Toll-like receptor 4 (TLR4) agonists are immunogenic compounds. TLR-4 agonists have been formulated in liposomes for delivery. Monophosphoryl lipid A is a known TLR 4 agonist. The 3-O-deacylated monophosphoryl lipid A (MPL) is formulated into a liposome composition in a vaccine. There is a general need for improved liposome compositions, especially improved liposome compositions of TLR4 agonists for administration to human subjects. Liposome compositions of potent TLR4 agonists with high incorporation efficiency are desired.

Summary of the Invention

The present invention relates to improved liposomes for use in pharmaceutical compositions.

In one embodiment, the present invention provides a liposome composition comprising a lipid, suitably a phospholipid and an aminoalkanesulfonic buffer, such as HEPES, HEPPS / EPPS, MOPS, MOBS and PIPES .

In another suitable embodiment, the present invention provides a liposome composition comprising a lipid, for example, a phospholipid, and an aminoalkyl glucosaminyl phosphate (AGP), suitably CRX-601.

In another preferred embodiment, the present invention provides a liposome composition comprising lipid, AGP and aminoalkanesulfonic buffer, wherein the lipid is suitably a phospholipid.

In another embodiment, the present invention provides a pharmaceutical composition comprising a lipid, such as dioloylphosphatidylcholine (generally "DOPC") (optionally with cholesterol and / or a pharmaceutically active ingredient, such as AGP) Removing the solvent to produce a phospholipid film, adding the film to the HEPES buffer, dispersing the film in the solution, and continuously extruding the solution through a polycarbonate filter to form a single Lt; RTI ID = 0.0 > liposomal < / RTI > composition. The liposome composition can be further aseptically filtered.

These novel liposome compositions have significantly higher incorporation efficiencies using AGP known to be potent and potentially reactive. Formulating a liposome composition of AGP for pharmaceutical use as described herein can produce an improved therapeutic index for the composition when compared to other formulations of agonists.

In one suitable embodiment, the liposome composition exhibits high incorporation of a TLR4 agonist when the liposome is formed with cholesterol, but also provides advantages in the production and formulation of the liposome composition when the liposome is formed without cholesterol.

The liposomes of the present invention are advantageous both in the production and use of pharmaceutical compositions.

Additional embodiments are set forth in the description, drawings, and claims provided herein.

Brief Description of Drawings
Figure 1: LAL data showing the incorporation efficiency determined by comparing the slope of the sample and the start time with respect to the CRX-601 IN reference (0% incorporation).
Figure 2: LAL data representing the incorporation efficiency determined by comparing the slope of the sample and the start time with respect to CRX-601 IN reference (0% incorporation).
Figure 3: LAL data representing the incorporation efficiency determined by comparing the slope and the start time of the sample with respect to the CRX 527 Hepes reference (0% incorporation).

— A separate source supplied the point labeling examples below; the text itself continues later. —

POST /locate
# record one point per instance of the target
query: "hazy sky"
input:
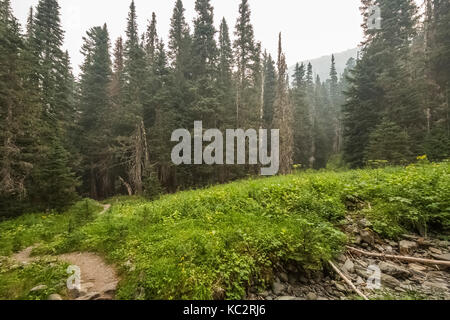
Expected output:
(310, 28)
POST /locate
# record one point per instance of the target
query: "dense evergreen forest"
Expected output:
(107, 132)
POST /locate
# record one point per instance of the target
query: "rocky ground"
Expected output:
(398, 279)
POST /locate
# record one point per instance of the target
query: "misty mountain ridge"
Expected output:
(322, 65)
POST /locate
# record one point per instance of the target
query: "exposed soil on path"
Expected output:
(98, 279)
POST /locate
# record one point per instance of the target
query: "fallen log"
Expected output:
(403, 258)
(347, 280)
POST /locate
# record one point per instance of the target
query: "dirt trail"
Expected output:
(98, 279)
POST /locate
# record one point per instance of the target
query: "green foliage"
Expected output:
(216, 243)
(30, 229)
(390, 143)
(16, 281)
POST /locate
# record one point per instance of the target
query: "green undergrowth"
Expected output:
(17, 280)
(217, 242)
(30, 229)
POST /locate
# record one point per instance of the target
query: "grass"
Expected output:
(217, 242)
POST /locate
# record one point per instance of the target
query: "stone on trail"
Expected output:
(278, 287)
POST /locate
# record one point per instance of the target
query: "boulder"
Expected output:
(389, 281)
(278, 287)
(349, 266)
(286, 298)
(394, 270)
(311, 296)
(406, 246)
(54, 297)
(39, 288)
(367, 237)
(445, 256)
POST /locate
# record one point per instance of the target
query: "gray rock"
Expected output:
(278, 287)
(389, 281)
(445, 256)
(417, 268)
(311, 296)
(264, 294)
(340, 287)
(286, 298)
(90, 296)
(349, 266)
(54, 297)
(39, 288)
(394, 269)
(364, 223)
(284, 277)
(434, 285)
(303, 280)
(292, 278)
(406, 246)
(359, 281)
(367, 237)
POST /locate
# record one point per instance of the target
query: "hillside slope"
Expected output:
(227, 241)
(322, 65)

DETAILED DESCRIPTION OF THE INVENTION

Liposome

The term "liposome (s)" generally refers to a single layer or multilayer (especially two, three, four, five, six, seven, eight, nine, or ten layers, depending on the number of formed lipid membranes) Indicating the geological structure. Liposomal and liposomal formulations are well known in the art. Lipids capable of forming liposomes include all materials having lipid or fat-like properties. Lipids that can constitute lipids in the liposomes include, but are not limited to, glyceride, glycerophospholipid, glycerophosphinolipid, glycerophosphonolipid, sulfolipid, sphingolipid, phospholipid, isoprenolide, steroid, Stearin, sterol, arke orifide, synthetic cationic lipids, and carbohydrate containing lipids.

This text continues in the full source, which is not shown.